B.A. Robison, 1983. "Low-Angle Normal Faulting, Marys River Valley, Nevada", Seismic Expression of Structural Styles: A Picture and Work Atlas. Volume 1–The Layered Earth, Volume 2–Tectonics Of Extensional Provinces, & Volume 3–Tectonics Of Compressional Provinces, A. W. Bally
Download citation file:
The Tertiary history of the Basin and Range Province of the western United States is characterized by voluminous eruption of Eocene to Miocene age intermediate composition volcanic rock accompanied and/or directly post-dated by broadly distributed extensional tectonics (Lipman, Prostka, and Christiansen, 1972; Davis, 1980; Eaton, 1980; Zoback, Anderson, and Thompson, 1981). Within the last decade it has become increasingly recognized that much of the extension has been accommodated by low-angle and listric normal faulting (Anderson, 1971; Wright and Troxel, 1973; Proffett, 1977). The purpose of this paper is to illustrate and describe the subsurface geometry and evolution of one range-bounding low-angle normal fault and the associated sedimentary fill. It supplements seismic interpretations from the Basin and Range Province previously published by McDonald (1976) and Effimoff and Pinezich (1981).
Marys River Valley is located near the town of Wells in northeastern Nevada (Figure 1). The valley is bounded on the east by the Snake Mountains, a northeastward tilted range consisting of thrusted lower Paleozoic geosynclinal rocks unconformably overlain by upper Paleozoic strata (Gardner, 1968; Peterson, 1968). West of the valley lie outcrops of Tertiary age rhyolitic to andesitic flows, breccias, and tuffs as well as tuffaceous sedimentary rocks (Stewart and Carlson, 1978).

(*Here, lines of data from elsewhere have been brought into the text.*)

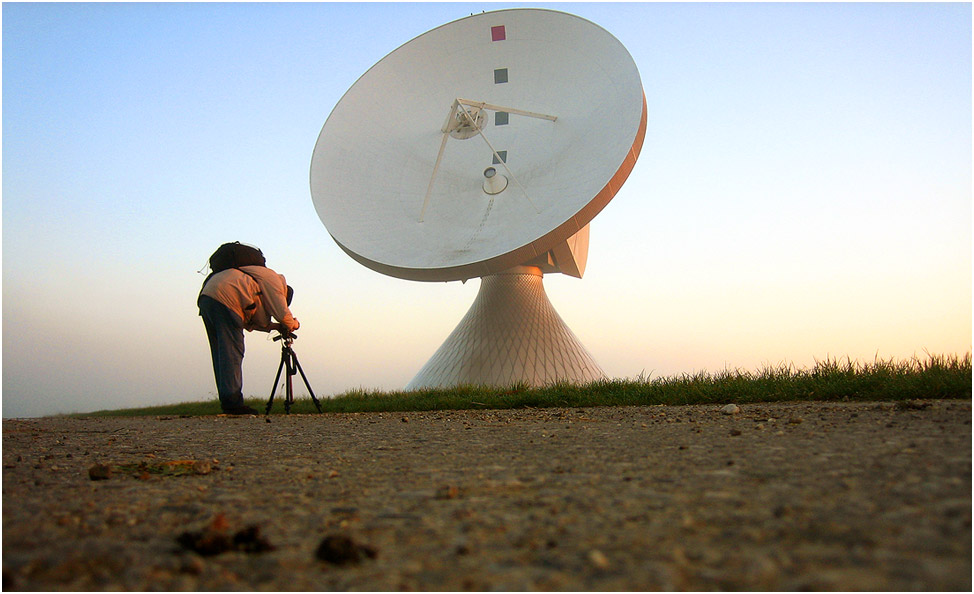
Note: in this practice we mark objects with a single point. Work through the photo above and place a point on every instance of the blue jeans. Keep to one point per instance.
(224, 330)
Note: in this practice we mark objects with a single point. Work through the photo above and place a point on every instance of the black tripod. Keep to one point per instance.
(290, 361)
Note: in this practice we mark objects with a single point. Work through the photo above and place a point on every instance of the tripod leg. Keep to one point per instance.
(308, 385)
(289, 398)
(277, 378)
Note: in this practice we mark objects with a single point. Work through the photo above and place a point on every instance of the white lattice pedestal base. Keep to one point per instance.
(511, 334)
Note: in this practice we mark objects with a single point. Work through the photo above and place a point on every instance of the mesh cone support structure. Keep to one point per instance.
(510, 335)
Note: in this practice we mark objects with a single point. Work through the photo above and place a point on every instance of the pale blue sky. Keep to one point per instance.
(804, 191)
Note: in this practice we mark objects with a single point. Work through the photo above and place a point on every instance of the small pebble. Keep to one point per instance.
(100, 472)
(598, 559)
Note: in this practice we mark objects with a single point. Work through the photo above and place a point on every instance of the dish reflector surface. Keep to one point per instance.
(403, 196)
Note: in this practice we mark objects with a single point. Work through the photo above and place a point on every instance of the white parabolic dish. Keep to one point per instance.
(406, 198)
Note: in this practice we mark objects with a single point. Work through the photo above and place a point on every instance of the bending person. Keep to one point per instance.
(237, 299)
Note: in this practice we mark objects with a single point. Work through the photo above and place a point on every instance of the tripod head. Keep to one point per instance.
(287, 337)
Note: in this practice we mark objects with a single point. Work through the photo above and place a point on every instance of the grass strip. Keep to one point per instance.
(937, 377)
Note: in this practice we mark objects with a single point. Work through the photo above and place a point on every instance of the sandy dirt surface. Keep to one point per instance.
(822, 496)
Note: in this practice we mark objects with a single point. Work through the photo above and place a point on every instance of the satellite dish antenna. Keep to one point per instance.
(483, 148)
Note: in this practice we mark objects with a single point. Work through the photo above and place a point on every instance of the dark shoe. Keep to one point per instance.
(240, 410)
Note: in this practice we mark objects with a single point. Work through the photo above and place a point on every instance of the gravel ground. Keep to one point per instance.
(821, 496)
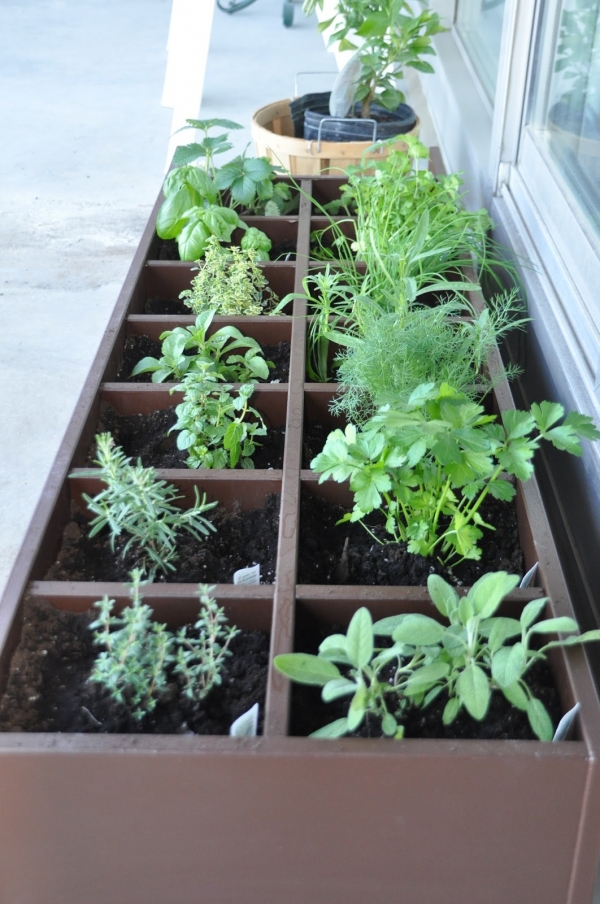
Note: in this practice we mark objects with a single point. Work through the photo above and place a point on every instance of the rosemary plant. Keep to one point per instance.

The reflection seismic profile presented here begins just west of the bounding fault of the Snake Mountains and trends approximately perpendicular to its near-surface trace. The profile extends west for 8.4 mi (13.4 km) and is relatively straight. High data quality and integration with additional seismic control and data from four nearby exploratory wells results in an internally consistent geologic interpretation.